Whole Berry 750ml – Cabernet Sauvignon
In order to achieve a luscious, juicy wine, we try to have as little intervention in the cellar as possible. Simply de-stemmed, the whole, uncrushed bunches are transported using only a gravity flow system. Whole berry maceration is followed by fermentation with natural yeasts, racking and one year’s maturation in oak barrels. The result is a velvety wine with softer tannins and classical varietal characteristics. This traditional wine is unfiltered and unfined, which may deposit sediment and might require decanting.
Méthode Ancienne 2013 750ml – Cabernet Sauvignon
Thirty five years ago we cleared a 2,8ha triangle of land previously ignored, because it was not “good” enough. Too rocky and nearly too steep, infested with thorns, with the odd abandoned ox wagon under some trees. It was Cabernet Sauvignon and our thirst for it that drove us to this forsaken place.
Our vines did grow, struggling at first – virtually no soil, roots had to creep past rocks; they took much longer to bear than others, but eventually did. The miracle was in the fruit. Tiny berries – intense in colour and flavour, this meagre crop was vinified in the traditional way. No crushing of berries, no yeast but that from their skins, no fining- additives and no filters. Wine made by itself, kept for two years in the best new French-oak barrels, fit for this wonder.
Finally we could bottle, but the agony was not yet over. After three more years’ wait for maturation in bottles we reluctantly released the first Méthode Ancienne Cabernet Sauvignon 1998 vintage. So long had we lived with this wine, that to trade it for money was painful. It was a piece of our history, our passion, labour and luck we were selling. It is our finest expression of Cabernet Sauvignon, and the best we can do. Will age for another 15-20 years.
Methode Ancienne 1997 – Cabernet Sauvignon
Over 20 years ago, our red wine was made with commercial yeast, and crushed grapes. In 1997, on our path towards how the way we make our red wines today, we made what is now known as Méthode Ancienne Cabernet Sauvignon using, for the first time, native yeast , yet still crushed the berries before fermentation.
This wine, with the additional extraction from the crushed berries, took much longer to mature and for the hard edges to soften.
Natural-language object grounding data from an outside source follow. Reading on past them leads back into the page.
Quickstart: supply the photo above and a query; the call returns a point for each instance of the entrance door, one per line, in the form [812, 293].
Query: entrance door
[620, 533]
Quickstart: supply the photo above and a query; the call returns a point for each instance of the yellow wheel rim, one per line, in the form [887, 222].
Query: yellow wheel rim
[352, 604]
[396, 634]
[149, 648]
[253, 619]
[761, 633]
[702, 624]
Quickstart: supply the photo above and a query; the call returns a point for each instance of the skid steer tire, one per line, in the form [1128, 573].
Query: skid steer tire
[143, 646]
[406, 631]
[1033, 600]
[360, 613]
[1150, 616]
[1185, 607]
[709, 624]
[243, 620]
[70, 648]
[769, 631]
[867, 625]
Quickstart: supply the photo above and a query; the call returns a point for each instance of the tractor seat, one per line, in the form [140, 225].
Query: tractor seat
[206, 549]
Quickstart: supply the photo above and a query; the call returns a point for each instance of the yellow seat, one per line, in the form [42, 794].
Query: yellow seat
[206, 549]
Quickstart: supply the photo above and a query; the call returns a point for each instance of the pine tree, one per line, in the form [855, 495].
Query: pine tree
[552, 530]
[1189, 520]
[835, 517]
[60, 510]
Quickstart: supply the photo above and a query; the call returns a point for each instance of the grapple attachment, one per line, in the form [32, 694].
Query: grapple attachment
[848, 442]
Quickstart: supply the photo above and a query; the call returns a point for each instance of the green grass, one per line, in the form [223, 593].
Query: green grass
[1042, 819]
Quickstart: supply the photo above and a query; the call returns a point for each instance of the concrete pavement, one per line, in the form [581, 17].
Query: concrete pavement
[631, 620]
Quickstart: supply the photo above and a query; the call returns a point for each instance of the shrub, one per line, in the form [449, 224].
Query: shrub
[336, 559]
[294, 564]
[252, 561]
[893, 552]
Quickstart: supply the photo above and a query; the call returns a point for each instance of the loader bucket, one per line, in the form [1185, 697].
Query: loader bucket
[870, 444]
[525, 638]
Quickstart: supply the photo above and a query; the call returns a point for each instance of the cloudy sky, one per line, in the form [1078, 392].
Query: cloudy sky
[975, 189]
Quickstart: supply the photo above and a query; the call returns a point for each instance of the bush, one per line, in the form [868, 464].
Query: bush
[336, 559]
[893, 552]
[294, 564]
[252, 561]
Even after two years in new French oak, and four years of further bottle maturation, it was still too closed and the tannin structure too tight to be released.
Wine is made using trial and error, so from the 1998 vintage onwards we fermented the Méthode Ancienne Cabernet using native yeast and whole berry maceration (uncrushed), creating softer tannins and wines that would reach maturity sooner than those made with crushed grapes.
Finally, the 1997 vintage of the Méthode Ancienne Cabernet Sauvignon, almost forgotten in the back of our cellar, has been deemed ready to be shared with the world.